My kitten jumped into my lap and settled in the middle of my book like the world’s cutest, fluffiest, most misshapen bookmark.
“It’s very difficult to read through you,” I said.
She purred.
“I suppose you want to be petted?”
If there had been a subtitle for our situation, it would’ve said “purring intensifies.”
“How am I supposed to learn about embracing vulnerability and shame if there’s a cat in the middle of my book?”
She rolled over on her back, baring her belly and blinking slowly at me.
That little, fuzzy belly called to me. I wanted desperately to feel her fur, but would she close her claws over my hand and bite me to form the world’s cutest bear trap?

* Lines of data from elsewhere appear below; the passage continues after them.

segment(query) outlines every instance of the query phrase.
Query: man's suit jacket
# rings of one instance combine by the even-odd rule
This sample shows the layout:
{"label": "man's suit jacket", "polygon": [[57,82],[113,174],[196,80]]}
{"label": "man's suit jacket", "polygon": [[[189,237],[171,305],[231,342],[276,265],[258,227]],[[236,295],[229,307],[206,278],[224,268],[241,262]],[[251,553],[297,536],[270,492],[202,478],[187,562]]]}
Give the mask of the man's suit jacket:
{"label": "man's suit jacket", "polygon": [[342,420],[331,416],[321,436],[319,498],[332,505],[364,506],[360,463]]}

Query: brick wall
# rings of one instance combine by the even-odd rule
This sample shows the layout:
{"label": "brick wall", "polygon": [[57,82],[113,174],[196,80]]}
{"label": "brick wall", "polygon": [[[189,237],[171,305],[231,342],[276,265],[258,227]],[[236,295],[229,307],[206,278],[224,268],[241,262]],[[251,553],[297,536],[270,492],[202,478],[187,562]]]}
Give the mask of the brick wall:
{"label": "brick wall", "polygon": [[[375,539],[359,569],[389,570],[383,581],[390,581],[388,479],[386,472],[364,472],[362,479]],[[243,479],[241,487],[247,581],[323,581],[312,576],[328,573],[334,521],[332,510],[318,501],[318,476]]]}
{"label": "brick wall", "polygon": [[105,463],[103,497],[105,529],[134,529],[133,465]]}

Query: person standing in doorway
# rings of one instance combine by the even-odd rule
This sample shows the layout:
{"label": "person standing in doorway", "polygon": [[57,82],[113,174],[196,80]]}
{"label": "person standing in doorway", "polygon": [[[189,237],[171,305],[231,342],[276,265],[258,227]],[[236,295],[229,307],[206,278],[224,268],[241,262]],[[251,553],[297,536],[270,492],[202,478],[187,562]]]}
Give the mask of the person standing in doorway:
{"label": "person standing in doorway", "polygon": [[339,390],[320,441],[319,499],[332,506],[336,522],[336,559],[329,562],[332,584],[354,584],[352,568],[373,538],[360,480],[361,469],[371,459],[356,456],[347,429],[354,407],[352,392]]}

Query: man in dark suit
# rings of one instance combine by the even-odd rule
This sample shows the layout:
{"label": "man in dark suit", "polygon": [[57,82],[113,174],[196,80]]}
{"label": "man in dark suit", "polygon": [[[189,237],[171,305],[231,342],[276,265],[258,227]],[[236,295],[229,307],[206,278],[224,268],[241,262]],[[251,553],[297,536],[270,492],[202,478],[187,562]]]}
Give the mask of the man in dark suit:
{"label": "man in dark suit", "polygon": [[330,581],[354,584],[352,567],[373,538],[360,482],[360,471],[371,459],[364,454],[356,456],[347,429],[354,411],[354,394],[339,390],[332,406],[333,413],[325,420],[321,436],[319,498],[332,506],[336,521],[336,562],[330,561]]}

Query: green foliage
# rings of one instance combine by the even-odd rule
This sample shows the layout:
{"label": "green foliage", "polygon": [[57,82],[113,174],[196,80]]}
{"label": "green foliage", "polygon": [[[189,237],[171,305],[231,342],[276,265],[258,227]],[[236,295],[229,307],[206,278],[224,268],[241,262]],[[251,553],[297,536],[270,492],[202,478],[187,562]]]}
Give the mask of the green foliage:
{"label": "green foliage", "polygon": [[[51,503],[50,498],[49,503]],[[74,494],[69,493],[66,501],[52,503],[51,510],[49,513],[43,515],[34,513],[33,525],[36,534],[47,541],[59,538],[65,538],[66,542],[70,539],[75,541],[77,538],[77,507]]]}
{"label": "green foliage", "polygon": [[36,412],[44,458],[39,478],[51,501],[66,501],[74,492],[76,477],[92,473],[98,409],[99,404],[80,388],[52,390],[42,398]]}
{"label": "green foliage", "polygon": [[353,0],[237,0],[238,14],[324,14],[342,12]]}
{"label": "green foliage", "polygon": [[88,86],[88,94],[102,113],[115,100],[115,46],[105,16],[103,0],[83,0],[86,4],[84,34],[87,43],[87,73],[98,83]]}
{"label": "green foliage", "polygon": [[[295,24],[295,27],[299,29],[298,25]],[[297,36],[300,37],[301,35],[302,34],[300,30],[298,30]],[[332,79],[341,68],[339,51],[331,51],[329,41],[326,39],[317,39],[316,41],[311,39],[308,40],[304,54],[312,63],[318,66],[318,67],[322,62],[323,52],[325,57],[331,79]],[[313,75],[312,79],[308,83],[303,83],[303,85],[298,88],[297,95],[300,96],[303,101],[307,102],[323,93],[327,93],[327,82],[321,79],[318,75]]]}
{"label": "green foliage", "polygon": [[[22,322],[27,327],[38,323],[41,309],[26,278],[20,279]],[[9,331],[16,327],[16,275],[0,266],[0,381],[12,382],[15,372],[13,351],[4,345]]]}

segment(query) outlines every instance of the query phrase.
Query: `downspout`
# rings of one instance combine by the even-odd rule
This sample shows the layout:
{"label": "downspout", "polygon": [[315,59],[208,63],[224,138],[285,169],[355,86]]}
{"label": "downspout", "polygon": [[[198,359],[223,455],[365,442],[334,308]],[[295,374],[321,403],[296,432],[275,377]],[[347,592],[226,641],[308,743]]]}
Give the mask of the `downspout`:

She arched her back and exposed more belly.
“Oh, so you’re going to show me how to be vulnerable, huh?”
My only answer was more purring and tiny air biscuits. Tentatively, gently, I reached down to rub her belly, and it was as soft as I’d imagined. She did close her paws around me, but no claws.
“Look at you, my little queen of vulnerability. I’m gonna call you Brené Brown.”
Wait. My queen? I was not going to keep this cat, much less elevate her to royal status.
I couldn’t even finish the thought still believing it was true.
It was too late.
I’d named her. We were bound together for the duration, so there was no need to call the cat shelter.
At the mere thought of taking my sweet Brené Brown to a shelter, my heart hurt. I couldn’t, and I wouldn’t.
Unaware of my inner turmoil, she yawned before sliding out of my book and curling up to sleep on my lap. Trapped, I had no choice but to continue reading her namesake’s book.
While I was brushing my teeth before bed, I got the phone call from Trista that I’d been half expecting. She didn’t even bother with hello. “Did you mean it when you said you could find my husband?”
“Yes. Finding people who don’t want to be found is one of the things I do,” I said cautiously.
“Money’s back on the table if you can find him in the next month and serve him with divorce papers.”
“You’re on,” I said.
“I just want this all to be over,” she said.
“Then I’ll do my best to make it sooner rather than later.”
We made arrangements for me to meet her the next morning.